If you’ve ever had to port SQL from PostgreSQL or SQL Server to Oracle, you’ve probably hit this wall: Oracle uses MINUS where every other database uses EXCEPT. They do the same thing, but the name difference forces you to rewrite queries or maintain separate versions.
Oracle 23ai adds EXCEPT and EXCEPT ALL as aliases and extensions to the existing set operator vocabulary.
EXCEPT — equivalent to MINUS (distinct rows only):
-- Customers who placed orders in 2024 but NOT in 2025
SELECT customer_id FROM orders WHERE order_year = 2024
EXCEPT
SELECT customer_id FROM orders WHERE order_year = 2025;
This is identical to using MINUS. Both are now valid.
EXCEPT ALL — the new addition:
-- Returns all rows from the first query not in the second,
-- including duplicates
SELECT product_id FROM inventory_snapshot_jan
EXCEPT ALL
SELECT product_id FROM inventory_snapshot_feb;
EXCEPT ALL does not eliminate duplicates from either side before comparing. If a value appears 3 times in the first set and 1 time in the second, the result contains 2 occurrences. This is the behavior defined in ANSI SQL and already present in PostgreSQL.

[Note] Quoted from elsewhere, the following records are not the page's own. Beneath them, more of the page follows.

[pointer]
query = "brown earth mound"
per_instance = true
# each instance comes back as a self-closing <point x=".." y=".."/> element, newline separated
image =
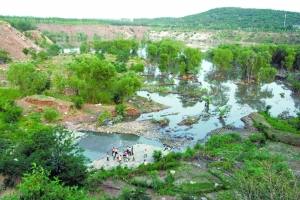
<point x="13" y="41"/>
<point x="106" y="32"/>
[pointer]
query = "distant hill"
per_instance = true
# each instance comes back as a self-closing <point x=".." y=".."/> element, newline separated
<point x="230" y="18"/>
<point x="233" y="18"/>
<point x="218" y="18"/>
<point x="13" y="41"/>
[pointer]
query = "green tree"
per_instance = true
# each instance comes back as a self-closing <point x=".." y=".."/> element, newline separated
<point x="105" y="115"/>
<point x="51" y="114"/>
<point x="290" y="58"/>
<point x="29" y="80"/>
<point x="223" y="59"/>
<point x="263" y="180"/>
<point x="192" y="59"/>
<point x="138" y="193"/>
<point x="54" y="149"/>
<point x="128" y="84"/>
<point x="89" y="76"/>
<point x="53" y="50"/>
<point x="38" y="185"/>
<point x="4" y="57"/>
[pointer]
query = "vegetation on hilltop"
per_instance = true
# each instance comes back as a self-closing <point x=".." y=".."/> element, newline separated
<point x="218" y="18"/>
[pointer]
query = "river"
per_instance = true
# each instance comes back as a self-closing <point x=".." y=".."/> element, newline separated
<point x="240" y="101"/>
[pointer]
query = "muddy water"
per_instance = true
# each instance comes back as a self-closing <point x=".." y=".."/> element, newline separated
<point x="97" y="144"/>
<point x="240" y="101"/>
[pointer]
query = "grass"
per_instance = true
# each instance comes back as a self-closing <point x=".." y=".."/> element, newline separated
<point x="10" y="93"/>
<point x="281" y="125"/>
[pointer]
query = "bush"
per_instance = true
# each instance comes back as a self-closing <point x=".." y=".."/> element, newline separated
<point x="78" y="102"/>
<point x="137" y="193"/>
<point x="157" y="155"/>
<point x="198" y="146"/>
<point x="296" y="86"/>
<point x="170" y="179"/>
<point x="137" y="67"/>
<point x="121" y="109"/>
<point x="12" y="115"/>
<point x="260" y="138"/>
<point x="104" y="116"/>
<point x="189" y="153"/>
<point x="118" y="119"/>
<point x="51" y="114"/>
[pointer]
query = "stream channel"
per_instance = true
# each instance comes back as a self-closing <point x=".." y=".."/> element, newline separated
<point x="240" y="100"/>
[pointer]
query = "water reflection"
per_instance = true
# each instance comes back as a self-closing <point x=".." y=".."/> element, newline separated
<point x="97" y="144"/>
<point x="240" y="99"/>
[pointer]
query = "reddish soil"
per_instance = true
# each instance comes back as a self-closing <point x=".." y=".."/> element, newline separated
<point x="13" y="41"/>
<point x="106" y="32"/>
<point x="88" y="113"/>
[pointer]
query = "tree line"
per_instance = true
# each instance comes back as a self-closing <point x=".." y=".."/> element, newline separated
<point x="259" y="62"/>
<point x="218" y="18"/>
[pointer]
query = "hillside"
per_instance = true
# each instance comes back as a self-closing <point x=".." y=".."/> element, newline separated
<point x="13" y="41"/>
<point x="218" y="18"/>
<point x="77" y="34"/>
<point x="234" y="18"/>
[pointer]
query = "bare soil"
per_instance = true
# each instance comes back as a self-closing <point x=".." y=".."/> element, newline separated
<point x="13" y="41"/>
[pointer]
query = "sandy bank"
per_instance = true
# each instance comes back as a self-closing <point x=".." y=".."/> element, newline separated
<point x="138" y="150"/>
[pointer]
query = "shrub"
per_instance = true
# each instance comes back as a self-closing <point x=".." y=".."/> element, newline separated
<point x="78" y="102"/>
<point x="198" y="146"/>
<point x="105" y="115"/>
<point x="51" y="114"/>
<point x="296" y="86"/>
<point x="118" y="119"/>
<point x="154" y="121"/>
<point x="170" y="179"/>
<point x="260" y="138"/>
<point x="157" y="155"/>
<point x="137" y="193"/>
<point x="12" y="115"/>
<point x="189" y="153"/>
<point x="121" y="109"/>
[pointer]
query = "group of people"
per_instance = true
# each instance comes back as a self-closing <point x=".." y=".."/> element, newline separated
<point x="127" y="152"/>
<point x="119" y="155"/>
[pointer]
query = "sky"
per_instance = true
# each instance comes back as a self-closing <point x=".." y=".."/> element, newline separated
<point x="116" y="9"/>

INTERSECT ALL is also new:
Oracle 23ai also adds INTERSECT ALL for symmetric completeness — it returns matching rows including duplicates, preserving the lower count from either side.

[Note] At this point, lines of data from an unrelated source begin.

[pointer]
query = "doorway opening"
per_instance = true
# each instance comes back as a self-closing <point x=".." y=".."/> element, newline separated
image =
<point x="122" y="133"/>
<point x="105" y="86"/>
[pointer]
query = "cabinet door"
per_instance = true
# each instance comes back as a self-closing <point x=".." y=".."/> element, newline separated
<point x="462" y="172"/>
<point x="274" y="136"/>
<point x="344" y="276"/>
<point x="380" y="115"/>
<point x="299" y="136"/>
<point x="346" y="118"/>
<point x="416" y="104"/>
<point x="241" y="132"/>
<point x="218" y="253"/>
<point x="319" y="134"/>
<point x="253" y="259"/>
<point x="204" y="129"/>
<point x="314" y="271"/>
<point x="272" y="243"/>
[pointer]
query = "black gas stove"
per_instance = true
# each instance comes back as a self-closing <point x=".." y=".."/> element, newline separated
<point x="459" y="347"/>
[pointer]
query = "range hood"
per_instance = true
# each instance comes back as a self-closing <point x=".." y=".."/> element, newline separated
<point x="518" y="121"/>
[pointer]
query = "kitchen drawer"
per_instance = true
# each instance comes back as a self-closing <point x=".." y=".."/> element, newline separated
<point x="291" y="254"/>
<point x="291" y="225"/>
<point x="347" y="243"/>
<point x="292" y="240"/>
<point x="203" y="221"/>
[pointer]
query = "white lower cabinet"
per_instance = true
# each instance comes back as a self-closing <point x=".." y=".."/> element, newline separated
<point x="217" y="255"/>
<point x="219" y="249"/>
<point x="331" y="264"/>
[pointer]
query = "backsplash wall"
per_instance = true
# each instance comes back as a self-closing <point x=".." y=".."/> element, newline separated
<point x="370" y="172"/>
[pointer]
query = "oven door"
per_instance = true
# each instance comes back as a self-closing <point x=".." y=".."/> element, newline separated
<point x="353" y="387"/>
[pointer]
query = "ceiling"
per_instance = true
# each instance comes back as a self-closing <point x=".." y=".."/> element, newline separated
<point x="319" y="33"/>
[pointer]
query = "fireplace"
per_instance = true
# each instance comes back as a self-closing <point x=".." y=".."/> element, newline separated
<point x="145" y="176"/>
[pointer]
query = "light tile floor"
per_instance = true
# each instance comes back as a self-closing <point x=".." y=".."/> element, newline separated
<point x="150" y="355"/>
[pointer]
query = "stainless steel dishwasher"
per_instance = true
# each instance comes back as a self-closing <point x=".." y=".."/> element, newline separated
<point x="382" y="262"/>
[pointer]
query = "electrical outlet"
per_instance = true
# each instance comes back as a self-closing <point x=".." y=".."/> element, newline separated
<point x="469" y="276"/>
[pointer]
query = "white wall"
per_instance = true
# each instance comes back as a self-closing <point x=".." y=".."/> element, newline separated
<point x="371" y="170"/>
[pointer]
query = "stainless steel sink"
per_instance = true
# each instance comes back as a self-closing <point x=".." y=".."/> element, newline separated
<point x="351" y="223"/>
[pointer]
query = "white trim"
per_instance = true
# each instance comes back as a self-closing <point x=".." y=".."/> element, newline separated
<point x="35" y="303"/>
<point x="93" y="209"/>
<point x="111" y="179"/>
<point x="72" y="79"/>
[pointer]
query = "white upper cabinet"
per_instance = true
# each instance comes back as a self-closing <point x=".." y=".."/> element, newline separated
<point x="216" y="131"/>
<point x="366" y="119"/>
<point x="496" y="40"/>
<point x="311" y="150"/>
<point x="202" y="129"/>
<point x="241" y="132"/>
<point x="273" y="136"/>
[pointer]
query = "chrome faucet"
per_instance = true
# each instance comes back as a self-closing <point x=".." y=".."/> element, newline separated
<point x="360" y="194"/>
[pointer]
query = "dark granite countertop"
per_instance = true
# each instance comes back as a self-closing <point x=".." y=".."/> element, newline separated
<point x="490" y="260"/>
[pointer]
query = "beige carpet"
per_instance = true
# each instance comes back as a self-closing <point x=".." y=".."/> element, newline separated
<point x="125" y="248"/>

Complete set operator list in Oracle 23ai:
| Operator | Behavior |
|---|---|
UNION |
All distinct rows from both |
UNION ALL |
All rows including duplicates |
INTERSECT |
Distinct rows in both |
INTERSECT ALL |
Rows in both, with duplicates |
MINUS / EXCEPT |
Distinct rows in first but not second |
EXCEPT ALL |
Rows in first not in second, with duplicates |
For cross-database SQL portability alone, EXCEPT is a welcome addition.